Visual Predictive Check

 

Home | Installation | Control Streams | Bootstrap | Randomization Test | Visual Predictive Check | Autocovariate | Files | References

 

Last Updated: 2 October 2014

 

Visual Predictive Checks

 

WFN provides a mechanism for creating a visual predictive check (VPC). The nmvpc.bat command is a Windows command file that has to be edited to indicate the NM-TRAN control stream which is used to simulate values for use in the VPC. Several other options are also set in the nmvpc.bat file to specify graph types and select observation types and covariates.

 

Installation

The VPC run directory contains the NM-TRAN simulation control stream for simulating the model.

 

The nmvpc,bat, nmvpc2r.awk, vpc.R and nmvpc_functions.R files must be located in the run directory. These files should be copied from the %WFNHOME%\bin\vpc directory.

 

WFN must be installed with NONMEM and a Fortran compiler.

The R system must be installed with the path to the R.exe executable file in the file search path. This can be verified by typing rgui at the command prompt in a WFN window. The R path may be set in wfn.bat e.g.

 

set RPATH=C:\Apps\R-2.14.2\bin\i386

 

 

The NM-TRAN simulation control stream and the nmvpc.bat file will need to be customized before running nmvpc.bat.

 

Customizing the NM-TRAN Simulation Control Stream

A VPC is constructed from the observed values used for estimation and simulated values predicted from the final estimates and model used for estimation.

1.     Use nmctl to put the final estimates from a model into the control stream used to run that model e.g.

nmctl mymodel.ctl

2.     Copy the control stream containing the final estimates to another directory e.g. VPC directory in the estimation model run directory. This allows the same model name to be used for estimation and VPC. Alternatively you may copy the control stream in the estimation model run directory and use a different name for the VPC control stream.

mkdir VPC

copy mymodel.ctl VPC\mymodel.ctl

3.     Change to the VPC directory and edit the control stream

cd VPC

edit mymodel.ctl

4.     The following changes should be made to convert the estimation control stream into one suitable for VPC simulation:

a.     Copy the data file to the VPC directory or edit the $DATA record to locate the data file used for estimation e.g. the following change to the datafile path could be used when the data file and VPC directory are in the estimation model run directory. Change $DATA from:

$DATA ka1_to_emax1_data.csv

to

$DATA ..\..\ka1_to_emax1_data.csv

Note the additional ..\ required because WFN creates a run directory below the VPC directory.

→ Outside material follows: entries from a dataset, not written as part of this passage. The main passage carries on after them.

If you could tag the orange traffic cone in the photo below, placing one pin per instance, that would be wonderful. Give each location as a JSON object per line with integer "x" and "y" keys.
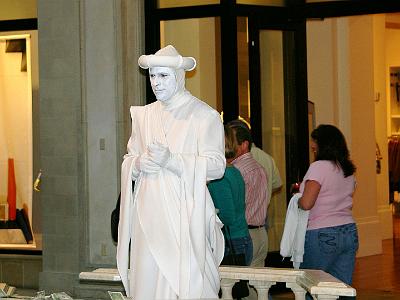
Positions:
{"x": 12, "y": 191}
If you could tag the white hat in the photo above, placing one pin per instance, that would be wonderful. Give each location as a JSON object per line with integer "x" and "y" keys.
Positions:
{"x": 167, "y": 57}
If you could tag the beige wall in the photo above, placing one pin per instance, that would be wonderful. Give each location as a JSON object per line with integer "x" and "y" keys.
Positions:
{"x": 381, "y": 116}
{"x": 342, "y": 61}
{"x": 15, "y": 123}
{"x": 17, "y": 9}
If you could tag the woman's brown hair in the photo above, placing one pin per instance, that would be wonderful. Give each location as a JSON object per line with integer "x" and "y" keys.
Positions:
{"x": 230, "y": 142}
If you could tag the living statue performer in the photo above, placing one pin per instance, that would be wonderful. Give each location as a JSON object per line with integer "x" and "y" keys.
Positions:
{"x": 169, "y": 233}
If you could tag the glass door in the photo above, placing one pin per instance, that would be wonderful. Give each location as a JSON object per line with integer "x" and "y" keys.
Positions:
{"x": 274, "y": 107}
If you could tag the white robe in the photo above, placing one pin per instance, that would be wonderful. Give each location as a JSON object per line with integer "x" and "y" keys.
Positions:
{"x": 176, "y": 239}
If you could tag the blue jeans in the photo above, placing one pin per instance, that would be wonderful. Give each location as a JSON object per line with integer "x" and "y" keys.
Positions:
{"x": 241, "y": 245}
{"x": 333, "y": 250}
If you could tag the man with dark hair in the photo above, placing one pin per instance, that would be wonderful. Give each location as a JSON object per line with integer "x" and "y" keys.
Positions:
{"x": 256, "y": 186}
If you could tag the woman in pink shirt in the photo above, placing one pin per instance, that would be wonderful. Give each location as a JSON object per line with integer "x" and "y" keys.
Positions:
{"x": 331, "y": 240}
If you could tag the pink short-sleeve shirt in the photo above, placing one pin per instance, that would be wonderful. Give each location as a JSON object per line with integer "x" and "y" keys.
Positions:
{"x": 335, "y": 199}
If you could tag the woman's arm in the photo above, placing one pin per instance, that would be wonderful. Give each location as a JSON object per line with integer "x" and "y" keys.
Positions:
{"x": 310, "y": 194}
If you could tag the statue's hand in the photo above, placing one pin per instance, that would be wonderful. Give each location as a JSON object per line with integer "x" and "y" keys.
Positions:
{"x": 145, "y": 164}
{"x": 159, "y": 154}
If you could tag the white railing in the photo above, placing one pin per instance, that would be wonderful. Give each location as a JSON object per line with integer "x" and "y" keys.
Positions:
{"x": 319, "y": 284}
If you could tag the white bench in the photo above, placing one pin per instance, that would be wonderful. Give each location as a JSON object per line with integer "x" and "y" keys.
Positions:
{"x": 319, "y": 284}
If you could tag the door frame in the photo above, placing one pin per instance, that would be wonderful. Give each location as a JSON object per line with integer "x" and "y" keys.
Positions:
{"x": 296, "y": 95}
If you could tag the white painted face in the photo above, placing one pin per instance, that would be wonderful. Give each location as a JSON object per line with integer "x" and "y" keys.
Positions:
{"x": 163, "y": 82}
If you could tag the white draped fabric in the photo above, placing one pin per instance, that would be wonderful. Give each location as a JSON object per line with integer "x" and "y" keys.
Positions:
{"x": 169, "y": 224}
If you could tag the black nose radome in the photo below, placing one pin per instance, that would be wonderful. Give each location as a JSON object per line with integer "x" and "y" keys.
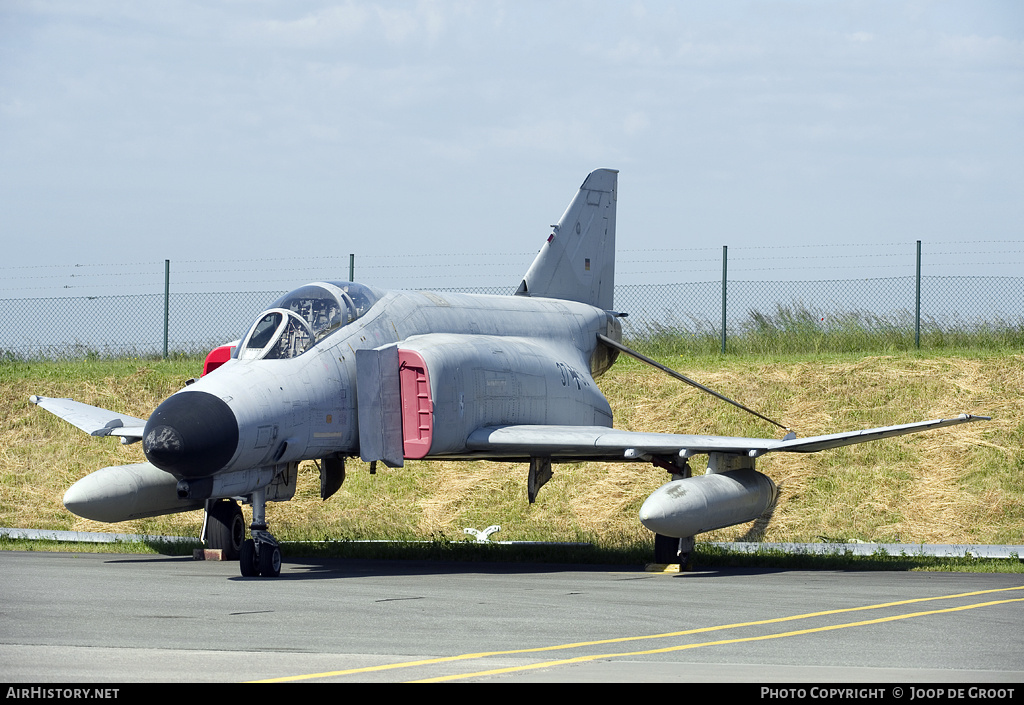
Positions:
{"x": 190, "y": 434}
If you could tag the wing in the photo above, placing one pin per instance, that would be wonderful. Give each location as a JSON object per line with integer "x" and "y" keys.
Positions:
{"x": 599, "y": 443}
{"x": 93, "y": 420}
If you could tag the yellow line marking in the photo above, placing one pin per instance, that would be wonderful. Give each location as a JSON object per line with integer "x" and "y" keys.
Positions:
{"x": 667, "y": 650}
{"x": 620, "y": 639}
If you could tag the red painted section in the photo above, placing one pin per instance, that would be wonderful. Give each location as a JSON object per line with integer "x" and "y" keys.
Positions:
{"x": 417, "y": 407}
{"x": 217, "y": 357}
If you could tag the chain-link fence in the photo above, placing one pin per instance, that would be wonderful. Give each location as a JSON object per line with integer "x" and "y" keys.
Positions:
{"x": 853, "y": 309}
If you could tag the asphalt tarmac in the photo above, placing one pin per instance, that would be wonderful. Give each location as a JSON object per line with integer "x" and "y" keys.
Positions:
{"x": 126, "y": 619}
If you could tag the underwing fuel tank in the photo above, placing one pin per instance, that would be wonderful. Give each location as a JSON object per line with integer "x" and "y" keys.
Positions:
{"x": 125, "y": 492}
{"x": 693, "y": 505}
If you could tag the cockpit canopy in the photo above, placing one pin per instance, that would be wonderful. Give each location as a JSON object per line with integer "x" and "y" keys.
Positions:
{"x": 302, "y": 318}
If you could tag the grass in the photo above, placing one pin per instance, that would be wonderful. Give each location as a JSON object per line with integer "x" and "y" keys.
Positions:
{"x": 961, "y": 485}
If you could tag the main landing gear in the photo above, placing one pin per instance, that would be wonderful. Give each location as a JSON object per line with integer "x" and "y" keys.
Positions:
{"x": 669, "y": 549}
{"x": 224, "y": 528}
{"x": 260, "y": 554}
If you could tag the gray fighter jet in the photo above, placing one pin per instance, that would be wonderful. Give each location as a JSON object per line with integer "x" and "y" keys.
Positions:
{"x": 337, "y": 369}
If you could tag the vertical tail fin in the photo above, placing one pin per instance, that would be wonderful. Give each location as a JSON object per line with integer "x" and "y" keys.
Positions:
{"x": 578, "y": 262}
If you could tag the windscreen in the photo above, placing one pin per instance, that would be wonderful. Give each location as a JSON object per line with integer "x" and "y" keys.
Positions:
{"x": 302, "y": 318}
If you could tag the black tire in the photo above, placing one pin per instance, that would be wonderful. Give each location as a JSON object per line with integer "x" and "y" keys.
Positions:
{"x": 269, "y": 562}
{"x": 666, "y": 549}
{"x": 225, "y": 528}
{"x": 248, "y": 562}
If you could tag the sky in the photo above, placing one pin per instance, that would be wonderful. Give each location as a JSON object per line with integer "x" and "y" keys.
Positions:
{"x": 255, "y": 143}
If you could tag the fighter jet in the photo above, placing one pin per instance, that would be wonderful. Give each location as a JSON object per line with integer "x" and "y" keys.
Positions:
{"x": 335, "y": 370}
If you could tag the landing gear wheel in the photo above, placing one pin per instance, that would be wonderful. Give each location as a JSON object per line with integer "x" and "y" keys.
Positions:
{"x": 248, "y": 561}
{"x": 225, "y": 528}
{"x": 269, "y": 561}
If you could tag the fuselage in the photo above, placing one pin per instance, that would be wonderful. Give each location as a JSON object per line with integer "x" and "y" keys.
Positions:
{"x": 489, "y": 360}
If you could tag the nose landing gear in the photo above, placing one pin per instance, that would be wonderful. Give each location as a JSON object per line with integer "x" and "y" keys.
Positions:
{"x": 260, "y": 554}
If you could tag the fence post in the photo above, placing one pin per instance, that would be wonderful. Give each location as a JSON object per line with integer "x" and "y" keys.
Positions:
{"x": 167, "y": 300}
{"x": 725, "y": 279}
{"x": 916, "y": 310}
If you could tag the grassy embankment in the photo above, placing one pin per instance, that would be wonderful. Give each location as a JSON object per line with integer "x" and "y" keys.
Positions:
{"x": 960, "y": 485}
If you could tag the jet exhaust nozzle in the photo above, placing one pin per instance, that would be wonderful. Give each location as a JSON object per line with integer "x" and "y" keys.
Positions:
{"x": 693, "y": 505}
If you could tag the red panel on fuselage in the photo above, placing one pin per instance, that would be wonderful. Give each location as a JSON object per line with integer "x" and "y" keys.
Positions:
{"x": 417, "y": 406}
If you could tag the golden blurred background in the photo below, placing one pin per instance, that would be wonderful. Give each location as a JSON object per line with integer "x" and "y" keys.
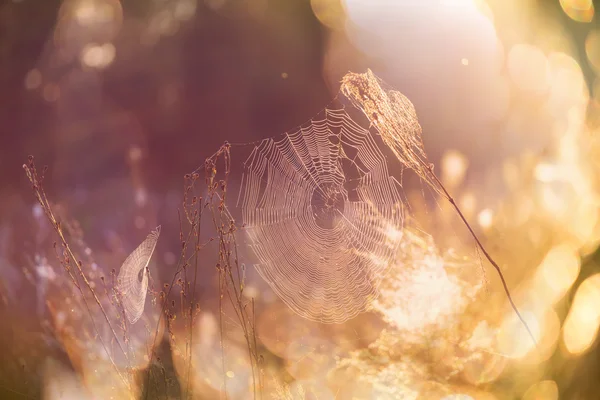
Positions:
{"x": 121, "y": 98}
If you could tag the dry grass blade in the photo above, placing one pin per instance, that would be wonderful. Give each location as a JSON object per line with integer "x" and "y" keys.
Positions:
{"x": 395, "y": 118}
{"x": 133, "y": 277}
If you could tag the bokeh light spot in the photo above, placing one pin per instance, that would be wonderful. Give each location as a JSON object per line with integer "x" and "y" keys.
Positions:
{"x": 98, "y": 56}
{"x": 581, "y": 326}
{"x": 578, "y": 10}
{"x": 528, "y": 68}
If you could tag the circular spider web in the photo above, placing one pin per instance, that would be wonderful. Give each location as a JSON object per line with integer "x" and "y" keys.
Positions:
{"x": 132, "y": 282}
{"x": 319, "y": 205}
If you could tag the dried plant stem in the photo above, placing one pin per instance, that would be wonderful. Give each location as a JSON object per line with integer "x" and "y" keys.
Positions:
{"x": 196, "y": 251}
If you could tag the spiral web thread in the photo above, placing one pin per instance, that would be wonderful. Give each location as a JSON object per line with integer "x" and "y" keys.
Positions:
{"x": 318, "y": 205}
{"x": 132, "y": 282}
{"x": 395, "y": 119}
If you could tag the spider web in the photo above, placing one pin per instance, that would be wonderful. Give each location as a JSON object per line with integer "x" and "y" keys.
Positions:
{"x": 318, "y": 205}
{"x": 132, "y": 282}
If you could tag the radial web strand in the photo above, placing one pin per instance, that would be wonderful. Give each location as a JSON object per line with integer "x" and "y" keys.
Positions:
{"x": 317, "y": 205}
{"x": 132, "y": 282}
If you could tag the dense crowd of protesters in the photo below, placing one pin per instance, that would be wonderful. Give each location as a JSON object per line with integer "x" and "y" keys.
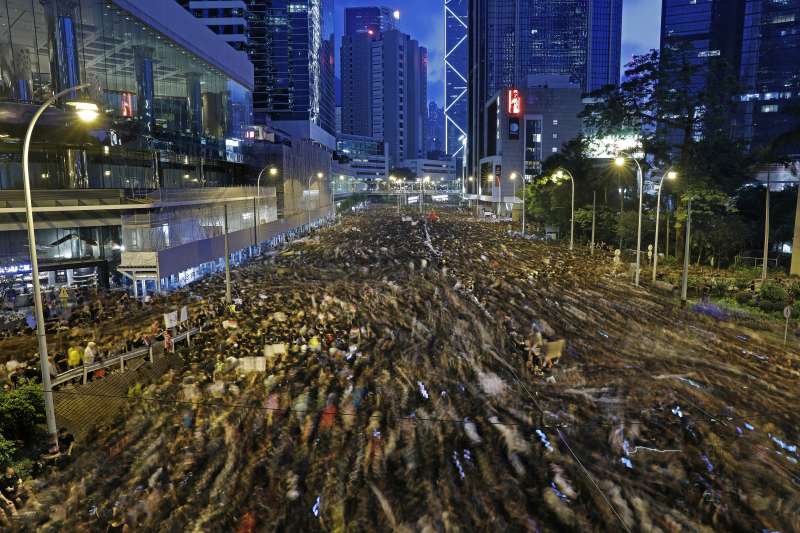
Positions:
{"x": 387, "y": 375}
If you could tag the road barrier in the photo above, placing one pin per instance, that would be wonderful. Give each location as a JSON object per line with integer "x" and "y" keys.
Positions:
{"x": 119, "y": 360}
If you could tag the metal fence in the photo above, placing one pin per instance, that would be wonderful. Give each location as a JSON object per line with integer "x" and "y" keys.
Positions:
{"x": 119, "y": 360}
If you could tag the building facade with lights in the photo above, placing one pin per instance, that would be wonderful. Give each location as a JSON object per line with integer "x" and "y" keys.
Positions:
{"x": 147, "y": 183}
{"x": 456, "y": 72}
{"x": 291, "y": 46}
{"x": 512, "y": 40}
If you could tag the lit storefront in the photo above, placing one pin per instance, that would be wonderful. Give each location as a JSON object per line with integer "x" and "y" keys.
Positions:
{"x": 176, "y": 101}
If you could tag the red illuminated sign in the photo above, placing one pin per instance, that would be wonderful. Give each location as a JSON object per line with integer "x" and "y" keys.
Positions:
{"x": 126, "y": 104}
{"x": 514, "y": 103}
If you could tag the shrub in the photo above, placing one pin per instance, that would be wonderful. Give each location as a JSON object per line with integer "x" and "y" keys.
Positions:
{"x": 719, "y": 287}
{"x": 773, "y": 297}
{"x": 794, "y": 290}
{"x": 744, "y": 298}
{"x": 21, "y": 409}
{"x": 7, "y": 451}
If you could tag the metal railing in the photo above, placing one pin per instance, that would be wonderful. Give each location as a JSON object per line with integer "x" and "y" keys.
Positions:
{"x": 119, "y": 360}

b.     Remove all $ESTIMATION, $COVARIANCE and $TABLE records

c.     Insert the following line immediately after $PK (or $PRED). This creates a copy of all DV data items so that they can be saved in the table file containing the simulated values. Because NONMEM uses the variable name DV for the simulated values the observed values must be copied with a different name i.e. OBS.

OBS=DV

d.     Add the following lines to the end of $ERROR (or $PRED)

REP=IREP

$TABLE REP ID TIME DV PRED OBS

NOAPPEND ONEHEADER NOPRINT FILE=vpc.fit

$SIM (20120402) ONLYSIM NSUB=100

 

e.     The NONMEM internal variable IREP is used to number each simulation replication. It is saved in the table file with the name REP.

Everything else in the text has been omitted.